The length of the smaller rectangle at the right is 1 inch less than twice its width. Both the dimensions of the larger rectangle are 2 inches longer than the smaller rectangle. The area of the shaded region is 86 square inches. What is the area of the smaller rectangle?

Let x = the width of the smaller rectangle.

The length of the smaller rectangle is 2x - 1.

Area is A = lw

So the area of the smaller rectangle is A = (x) (2x - 1) = 2x^2 - x

The larger rectangle's width is two inches more than the width of the smaller rectangle (x+2).

The larger rectangle's length is two inches more than the length of the smaller rectangle:

2x - 1 + 2 = 2x + 1

Area is A = lw

The area of the larger rectangle is A = (x + 2) (2x + 1) = 2x^2 + x + 4x + 2 = 2x^2 + 5x + 2.
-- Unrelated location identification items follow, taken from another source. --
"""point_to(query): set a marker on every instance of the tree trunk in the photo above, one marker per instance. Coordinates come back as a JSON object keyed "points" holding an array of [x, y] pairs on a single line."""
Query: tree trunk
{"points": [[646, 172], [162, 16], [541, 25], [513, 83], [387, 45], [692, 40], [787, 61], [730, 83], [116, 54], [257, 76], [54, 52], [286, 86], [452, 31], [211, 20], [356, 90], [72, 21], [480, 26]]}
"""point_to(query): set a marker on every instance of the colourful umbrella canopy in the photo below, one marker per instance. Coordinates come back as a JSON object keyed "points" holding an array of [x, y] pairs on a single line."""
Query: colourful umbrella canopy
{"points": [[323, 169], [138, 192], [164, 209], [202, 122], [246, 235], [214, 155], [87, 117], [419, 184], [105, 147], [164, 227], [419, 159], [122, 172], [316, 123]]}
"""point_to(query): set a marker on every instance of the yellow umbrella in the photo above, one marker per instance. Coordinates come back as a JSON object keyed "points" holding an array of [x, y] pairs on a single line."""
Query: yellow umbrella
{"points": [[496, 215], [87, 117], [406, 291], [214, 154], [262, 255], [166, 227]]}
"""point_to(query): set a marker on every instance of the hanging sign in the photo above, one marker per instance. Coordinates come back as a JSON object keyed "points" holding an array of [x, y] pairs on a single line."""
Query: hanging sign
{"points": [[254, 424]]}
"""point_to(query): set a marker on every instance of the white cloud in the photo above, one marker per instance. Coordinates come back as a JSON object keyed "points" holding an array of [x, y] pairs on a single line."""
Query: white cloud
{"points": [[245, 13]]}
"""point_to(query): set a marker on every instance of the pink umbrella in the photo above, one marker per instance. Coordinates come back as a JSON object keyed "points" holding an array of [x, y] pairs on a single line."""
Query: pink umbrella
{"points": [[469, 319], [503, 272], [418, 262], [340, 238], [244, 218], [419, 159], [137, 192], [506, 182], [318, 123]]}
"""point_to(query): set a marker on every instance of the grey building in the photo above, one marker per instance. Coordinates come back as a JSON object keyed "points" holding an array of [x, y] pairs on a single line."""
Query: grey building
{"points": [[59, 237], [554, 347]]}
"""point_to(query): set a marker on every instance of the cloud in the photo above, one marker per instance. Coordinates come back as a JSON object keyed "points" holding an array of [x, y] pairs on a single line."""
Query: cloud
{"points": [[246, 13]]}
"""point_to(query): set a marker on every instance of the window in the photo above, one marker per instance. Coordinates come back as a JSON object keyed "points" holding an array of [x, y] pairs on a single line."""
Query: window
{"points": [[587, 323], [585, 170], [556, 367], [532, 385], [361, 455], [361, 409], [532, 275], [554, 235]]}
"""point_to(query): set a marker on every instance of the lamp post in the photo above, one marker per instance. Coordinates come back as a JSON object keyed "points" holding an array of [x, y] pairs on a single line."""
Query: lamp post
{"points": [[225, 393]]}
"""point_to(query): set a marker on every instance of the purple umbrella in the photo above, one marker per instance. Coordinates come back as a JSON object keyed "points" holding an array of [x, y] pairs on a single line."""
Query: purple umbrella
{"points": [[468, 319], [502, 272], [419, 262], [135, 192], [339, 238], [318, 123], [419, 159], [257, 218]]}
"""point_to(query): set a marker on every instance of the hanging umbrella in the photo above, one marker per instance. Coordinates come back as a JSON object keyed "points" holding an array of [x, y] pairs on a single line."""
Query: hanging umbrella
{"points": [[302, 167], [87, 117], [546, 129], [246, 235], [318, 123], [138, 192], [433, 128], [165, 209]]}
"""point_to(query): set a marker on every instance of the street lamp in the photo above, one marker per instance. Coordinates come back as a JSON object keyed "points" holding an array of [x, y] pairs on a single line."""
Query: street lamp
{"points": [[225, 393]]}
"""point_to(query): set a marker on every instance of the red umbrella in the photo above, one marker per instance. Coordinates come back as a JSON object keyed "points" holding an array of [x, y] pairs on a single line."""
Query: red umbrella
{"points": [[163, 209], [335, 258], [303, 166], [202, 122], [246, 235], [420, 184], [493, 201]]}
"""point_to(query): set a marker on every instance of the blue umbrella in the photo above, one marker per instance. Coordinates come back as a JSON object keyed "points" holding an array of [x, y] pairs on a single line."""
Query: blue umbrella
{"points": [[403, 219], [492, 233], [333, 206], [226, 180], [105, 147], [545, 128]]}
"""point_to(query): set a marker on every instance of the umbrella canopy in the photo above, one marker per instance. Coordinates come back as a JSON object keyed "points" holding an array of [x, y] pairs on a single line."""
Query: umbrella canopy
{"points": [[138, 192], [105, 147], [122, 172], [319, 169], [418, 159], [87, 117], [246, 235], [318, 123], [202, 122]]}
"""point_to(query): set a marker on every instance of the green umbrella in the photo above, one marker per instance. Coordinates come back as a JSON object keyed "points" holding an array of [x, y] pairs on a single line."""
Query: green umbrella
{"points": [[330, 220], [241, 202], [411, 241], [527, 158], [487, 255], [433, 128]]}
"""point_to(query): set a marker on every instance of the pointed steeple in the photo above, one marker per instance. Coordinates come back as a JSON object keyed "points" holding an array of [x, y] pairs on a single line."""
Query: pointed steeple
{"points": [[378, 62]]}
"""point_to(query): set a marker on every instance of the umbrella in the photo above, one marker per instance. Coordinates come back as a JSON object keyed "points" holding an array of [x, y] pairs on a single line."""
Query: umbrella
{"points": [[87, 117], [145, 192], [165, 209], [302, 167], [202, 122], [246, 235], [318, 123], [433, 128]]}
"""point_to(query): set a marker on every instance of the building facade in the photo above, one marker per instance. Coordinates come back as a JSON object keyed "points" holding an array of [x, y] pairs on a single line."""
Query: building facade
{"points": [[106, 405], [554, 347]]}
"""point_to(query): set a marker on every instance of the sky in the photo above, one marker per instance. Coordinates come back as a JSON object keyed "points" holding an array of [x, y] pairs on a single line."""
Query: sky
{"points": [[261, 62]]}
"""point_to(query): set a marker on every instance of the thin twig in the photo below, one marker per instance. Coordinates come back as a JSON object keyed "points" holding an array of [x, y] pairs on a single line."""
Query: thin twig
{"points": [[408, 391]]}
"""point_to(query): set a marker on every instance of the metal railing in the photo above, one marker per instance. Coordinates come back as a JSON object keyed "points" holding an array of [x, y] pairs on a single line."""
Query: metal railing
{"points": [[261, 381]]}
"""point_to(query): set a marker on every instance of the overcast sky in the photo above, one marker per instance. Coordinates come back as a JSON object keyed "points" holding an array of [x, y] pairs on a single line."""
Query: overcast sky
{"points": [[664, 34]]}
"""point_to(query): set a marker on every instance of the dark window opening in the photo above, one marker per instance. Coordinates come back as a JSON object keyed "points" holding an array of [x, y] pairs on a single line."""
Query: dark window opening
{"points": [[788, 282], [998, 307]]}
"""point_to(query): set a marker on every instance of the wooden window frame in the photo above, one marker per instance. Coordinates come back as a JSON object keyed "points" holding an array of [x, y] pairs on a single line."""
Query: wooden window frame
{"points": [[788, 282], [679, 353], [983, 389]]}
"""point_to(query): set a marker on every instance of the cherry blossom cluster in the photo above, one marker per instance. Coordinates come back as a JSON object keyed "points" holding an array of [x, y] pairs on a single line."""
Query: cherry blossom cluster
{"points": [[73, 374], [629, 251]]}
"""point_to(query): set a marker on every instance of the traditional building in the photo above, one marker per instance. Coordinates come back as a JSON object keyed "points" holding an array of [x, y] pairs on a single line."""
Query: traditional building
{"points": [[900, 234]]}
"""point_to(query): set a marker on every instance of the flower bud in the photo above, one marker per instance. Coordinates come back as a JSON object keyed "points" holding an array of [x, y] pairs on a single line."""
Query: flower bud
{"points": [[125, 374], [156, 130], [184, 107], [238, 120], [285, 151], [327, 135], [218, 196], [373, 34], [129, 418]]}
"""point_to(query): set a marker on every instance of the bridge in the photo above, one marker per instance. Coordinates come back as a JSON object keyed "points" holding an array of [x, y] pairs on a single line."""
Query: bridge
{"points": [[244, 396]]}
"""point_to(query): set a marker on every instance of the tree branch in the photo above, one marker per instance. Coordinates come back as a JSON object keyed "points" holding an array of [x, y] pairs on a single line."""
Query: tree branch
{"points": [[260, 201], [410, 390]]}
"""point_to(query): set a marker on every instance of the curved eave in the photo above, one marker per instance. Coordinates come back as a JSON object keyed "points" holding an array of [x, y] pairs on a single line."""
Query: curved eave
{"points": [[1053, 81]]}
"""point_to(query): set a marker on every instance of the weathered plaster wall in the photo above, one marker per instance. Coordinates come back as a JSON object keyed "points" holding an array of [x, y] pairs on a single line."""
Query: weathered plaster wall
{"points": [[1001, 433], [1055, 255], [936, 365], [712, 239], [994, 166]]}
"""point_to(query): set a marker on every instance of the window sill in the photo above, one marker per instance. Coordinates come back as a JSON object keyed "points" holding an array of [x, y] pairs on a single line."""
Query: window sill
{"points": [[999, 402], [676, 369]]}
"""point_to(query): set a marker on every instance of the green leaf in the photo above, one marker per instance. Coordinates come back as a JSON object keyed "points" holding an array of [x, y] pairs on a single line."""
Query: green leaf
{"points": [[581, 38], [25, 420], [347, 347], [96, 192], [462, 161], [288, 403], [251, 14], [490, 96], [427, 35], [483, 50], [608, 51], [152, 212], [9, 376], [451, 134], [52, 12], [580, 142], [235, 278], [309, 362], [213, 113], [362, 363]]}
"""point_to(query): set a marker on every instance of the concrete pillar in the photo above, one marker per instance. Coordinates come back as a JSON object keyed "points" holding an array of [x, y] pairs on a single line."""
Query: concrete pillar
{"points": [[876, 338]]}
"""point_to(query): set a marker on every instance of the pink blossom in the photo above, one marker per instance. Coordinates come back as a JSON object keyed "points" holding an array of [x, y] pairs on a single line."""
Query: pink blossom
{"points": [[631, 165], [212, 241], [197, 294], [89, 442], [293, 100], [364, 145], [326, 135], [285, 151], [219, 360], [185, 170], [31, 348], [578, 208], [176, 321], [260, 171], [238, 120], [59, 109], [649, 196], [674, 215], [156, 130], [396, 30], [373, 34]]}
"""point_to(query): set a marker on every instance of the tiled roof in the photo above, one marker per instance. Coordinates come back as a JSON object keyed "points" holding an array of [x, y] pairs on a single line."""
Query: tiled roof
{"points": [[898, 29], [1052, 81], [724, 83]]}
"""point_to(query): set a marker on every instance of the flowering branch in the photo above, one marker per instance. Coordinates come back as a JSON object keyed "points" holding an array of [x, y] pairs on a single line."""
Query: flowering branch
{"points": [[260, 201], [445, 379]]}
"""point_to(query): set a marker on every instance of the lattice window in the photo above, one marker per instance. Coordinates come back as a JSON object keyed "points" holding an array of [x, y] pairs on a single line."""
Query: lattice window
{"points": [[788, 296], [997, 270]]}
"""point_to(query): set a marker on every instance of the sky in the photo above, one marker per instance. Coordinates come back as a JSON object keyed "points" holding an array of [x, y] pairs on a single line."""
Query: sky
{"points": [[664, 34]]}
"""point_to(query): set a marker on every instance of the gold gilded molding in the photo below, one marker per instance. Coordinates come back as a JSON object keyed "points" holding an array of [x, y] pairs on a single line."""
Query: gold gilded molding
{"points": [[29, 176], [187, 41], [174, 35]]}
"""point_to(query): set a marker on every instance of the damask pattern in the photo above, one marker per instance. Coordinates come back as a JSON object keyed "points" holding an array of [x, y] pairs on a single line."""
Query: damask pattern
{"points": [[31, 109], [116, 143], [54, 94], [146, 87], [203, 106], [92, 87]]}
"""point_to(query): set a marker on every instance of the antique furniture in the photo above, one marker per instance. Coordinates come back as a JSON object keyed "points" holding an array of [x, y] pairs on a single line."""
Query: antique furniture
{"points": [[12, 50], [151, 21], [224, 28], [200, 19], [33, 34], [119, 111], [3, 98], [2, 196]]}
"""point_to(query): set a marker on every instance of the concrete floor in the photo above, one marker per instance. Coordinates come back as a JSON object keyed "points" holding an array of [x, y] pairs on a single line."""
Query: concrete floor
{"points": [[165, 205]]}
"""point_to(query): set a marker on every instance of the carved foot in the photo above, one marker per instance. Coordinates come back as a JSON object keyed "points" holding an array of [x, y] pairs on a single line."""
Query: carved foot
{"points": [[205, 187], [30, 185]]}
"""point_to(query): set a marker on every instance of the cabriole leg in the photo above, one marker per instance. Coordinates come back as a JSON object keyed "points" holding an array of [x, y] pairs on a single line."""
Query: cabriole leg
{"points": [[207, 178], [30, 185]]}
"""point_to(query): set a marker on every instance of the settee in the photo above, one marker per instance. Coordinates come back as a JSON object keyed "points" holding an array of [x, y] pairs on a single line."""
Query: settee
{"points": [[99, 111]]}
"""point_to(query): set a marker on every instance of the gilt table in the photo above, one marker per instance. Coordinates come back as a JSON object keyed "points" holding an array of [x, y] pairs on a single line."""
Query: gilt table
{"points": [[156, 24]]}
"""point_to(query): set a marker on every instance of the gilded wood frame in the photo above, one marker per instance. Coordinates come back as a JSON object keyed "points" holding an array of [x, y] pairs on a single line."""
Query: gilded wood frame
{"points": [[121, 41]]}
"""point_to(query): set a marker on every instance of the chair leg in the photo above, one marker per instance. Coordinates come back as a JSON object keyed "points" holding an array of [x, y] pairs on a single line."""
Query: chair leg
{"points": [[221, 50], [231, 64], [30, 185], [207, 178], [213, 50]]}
The area of the larger rectangle minus the area of the smaller rectangle is 86:

(2x^2 + 5x + 2) - (2x^2 - x) = 86

Rewrite as adding the opposite:

(2x^2 + 5x + 2) + (-2x^2 + x) = 86

Combine like terms:

6x + 2 = 86

6x = 84

x = 14

The area of the smaller rectangle was 2x^2 - x, so

2 (14) ^2 - (14)

2 (196) - 14

392 - 14

378

The area of the smaller rectangle is 378 square inches.